というか、こんな危険なヤツを野放しにしとくなんて考えらんねーデス。税金仕事しろデス」

「いやまぁ、体験した方が早いかなと思って。説明するよりな」

「同感デスが、時と場合を選ぶといいと忠告しておくデス」

「そういうこと!ダメだね~傍観者気取っちゃ~シーナっち~」

「お前に言われる筋合いはねぇよ、つーか本人の問題だし本当にやばくなったら助けるさ。

けどそれまでは自分の力でどうにかするもんだろ。

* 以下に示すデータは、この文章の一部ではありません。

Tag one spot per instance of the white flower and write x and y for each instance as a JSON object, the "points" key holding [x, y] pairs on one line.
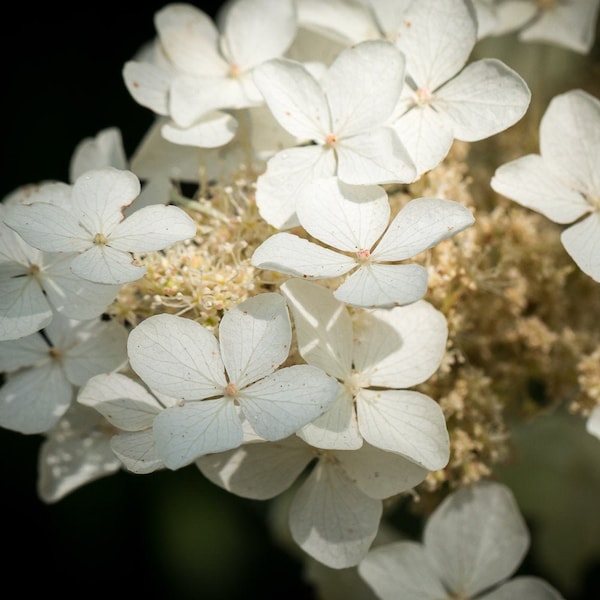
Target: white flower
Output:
{"points": [[344, 115], [563, 181], [336, 511], [443, 99], [34, 284], [472, 544], [76, 451], [593, 422], [86, 218], [354, 222], [214, 381], [375, 360], [42, 370], [130, 409], [567, 23], [195, 68]]}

……この場合は、うんでも目覚めなくて良かったよ!」

それなら最初から近づけなければいい、という話しではあるのだが

かといって『The・悪人』ってわけでもないからあんまり口を出すのもなぁ。

こいつだってそんなことされたら傷つく心はあるはずだ、それならやるなというのは正論として。

「まぁそんなわけで、女の子がきもちくなるとワタシは元気になるのさ!!

そこんとこはまた詳しく!ワタシはいつでも美少女のいるところに現れるんだからね!!

今日のところはちょっと感度と挨拶にきただけってワケさ!!

シーナっちの顔も見ておきたかったしね!!」

「俺はついでだろ、幸いと言って人の不幸、でもないか」

「その通り!私にどっぷりハマっちゃった子だって沢山いるんだから!!

きっとクラニーちゃん、でいいかな?もハマってくれると思うんだが!?」

「ぜって~ありえネーから心配すんなデス、間に合ってるデス。

ただしシーナ巨根説は今度詳しく教えやがれデス」

「そんな説は存在しないから気にするんじゃあない」

しっかり聞いていたようである、意外と仲良くは出来るんじゃないかこいつら。


 「ところで、俺達はこれからゆずと三人で遊びに行く予定だったんだけど

良かったらグレコも来るか?」

「なぁ!!!こんな危険人物誘ってんじゃね~デス!!何考えてるデス!?」

「ちょっと冗談キツかったかもしれないけれど、そんな悪いヤツじゃないし危険でも無いって。

どっぷりハマったってのも、こいつ同性から結構モテるからそのせいだ。

気持ちはわかるけどな……やらなきゃいいのにっていつも思うよ」

身長も比較的高くスタイルも抜群、学力も高くスポーツもこなせる。

そんな彼女はありがちに同性から人気がある、それに加えて趣味がガッツリハマったというわけだ。

「あの~、もう終わりましたかね」

「おやまぁ、ゆずっち!いやー終わった終わった。

今日のところはね!!良い身体をお持ちでしたよ!!」

「やっぱりやられちゃったんだね~、あはは」

30分も経ってないが柄にもなくおずおずとゆずが戻ってきた。

「ちょうどいいからこいつも誘ったんだ。

せっかくだし皆でどこか行ったほうがいいだろ」

「それはいい提案だね~、クラニーちゃんがトラウマになって……

もしくは」

「ワタシはこんなヤツに堕ちたりしね~デス、遊びに行くのは構わねーデスが」

「ですよね~、良かった良かった」

「アタシは諦めない!クラっちをいつか必ず快楽に目覚めさせて見せるんだからね!!」

「クラっち言うなデス、オメーそんなことばっかしてたらいつか殺されるデスよ」

「……冗談にならないな」

王女様って知ってるんだっけか、まぁ何だかんだエシリアさんが見過ごさないだろうしな。

謎の信頼感。

こうしてグレコを仲間に加えて遊びに出かけるのであった。